Τρίτη 17 Δεκεμβρίου 2019

Measuring psoriatic arthritis symptoms: A core domain in psoriasis clinical trials

Measuring psoriatic arthritis symptoms: A core domain in psoriasis clinical trials:

Publication date: January 2020

Source: Journal of the American Academy of Dermatology, Volume 82, Issue 1

Author(s): Lourdes Maria Perez-Chada, Alice Bendix Gottlieb, Jeffrey Cohen, Philip Mease, Kristina Callis Duffin, Amit Garg, John Latella, April Wang Armstrong, Alexis Ogdie, Joseph Frank Merola

Background
The International Dermatology Outcome Measures established a set of core domains to be measured in all psoriasis trials. This set requires that symptoms of psoriatic arthritis (PsA) be measured in all psoriasis studies.
Objective
To identify the approach to PsA screening and the most appropriate outcome measure for capturing PsA symptoms.
Methods
Following guidelines (ie, the COnsensus-based Standards for the selection of health Measurement INstruments, Core Outcome Measures in Effectiveness Trials Initiative, and Outcome Measures in Rheumatology Handbook), we conducted a consensus-building study that included patients, physicians, industry partners, and patient association representatives.

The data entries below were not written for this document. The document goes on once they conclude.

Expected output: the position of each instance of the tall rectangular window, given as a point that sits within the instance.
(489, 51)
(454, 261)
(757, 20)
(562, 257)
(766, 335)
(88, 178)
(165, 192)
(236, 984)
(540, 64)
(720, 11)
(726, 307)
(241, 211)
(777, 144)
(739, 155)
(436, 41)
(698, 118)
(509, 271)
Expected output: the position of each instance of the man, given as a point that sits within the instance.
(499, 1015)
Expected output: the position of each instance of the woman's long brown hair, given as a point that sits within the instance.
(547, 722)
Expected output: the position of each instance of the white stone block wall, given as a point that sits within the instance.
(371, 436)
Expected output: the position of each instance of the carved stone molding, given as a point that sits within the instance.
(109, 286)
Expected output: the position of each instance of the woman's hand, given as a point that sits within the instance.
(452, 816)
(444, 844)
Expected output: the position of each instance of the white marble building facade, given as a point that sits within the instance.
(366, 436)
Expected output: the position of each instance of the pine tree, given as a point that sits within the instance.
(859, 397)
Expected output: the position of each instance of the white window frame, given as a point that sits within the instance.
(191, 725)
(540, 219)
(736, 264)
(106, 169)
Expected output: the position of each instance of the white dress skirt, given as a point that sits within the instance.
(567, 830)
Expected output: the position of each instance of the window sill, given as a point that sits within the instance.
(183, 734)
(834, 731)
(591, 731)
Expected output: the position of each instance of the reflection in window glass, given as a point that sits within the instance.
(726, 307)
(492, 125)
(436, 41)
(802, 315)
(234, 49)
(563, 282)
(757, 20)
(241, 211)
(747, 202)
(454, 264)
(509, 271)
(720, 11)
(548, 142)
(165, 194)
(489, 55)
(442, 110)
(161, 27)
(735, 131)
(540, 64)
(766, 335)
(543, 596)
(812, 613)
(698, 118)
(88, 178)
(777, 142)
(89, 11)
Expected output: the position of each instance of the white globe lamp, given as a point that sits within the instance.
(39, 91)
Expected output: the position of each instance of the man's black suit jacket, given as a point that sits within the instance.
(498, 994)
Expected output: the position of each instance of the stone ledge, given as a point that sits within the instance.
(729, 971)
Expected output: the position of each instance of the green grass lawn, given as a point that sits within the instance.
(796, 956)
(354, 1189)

The process consisted of a literature review and quality appraisal of measures for PsA symptoms, a pre-Delphi exercise, a Delphi survey, and a consensus meeting.
Results
Among the 297 expert participants in the Delphi survey, 87.5% agreed that all patients in a psoriasis trial should be screened for PsA with a validated screening tool. Regarding the measurement of PsA symptoms, the preferred instrument was the Psoriatic Arthritis Impact of Disease-9 (PsAID9), with the Routine Assessment Patient Index Data-3 (RAPID3) representing an acceptable alternative.
Limitations
Only International Dermatology Outcome Measures members participated in the consensus meeting.
Conclusion
The overwhelming majority of expert stakeholders agreed that all psoriasis trial participants should be screened for PsA, with PsA symptoms measured by using PsAID9 (or alternatively with RAPID3).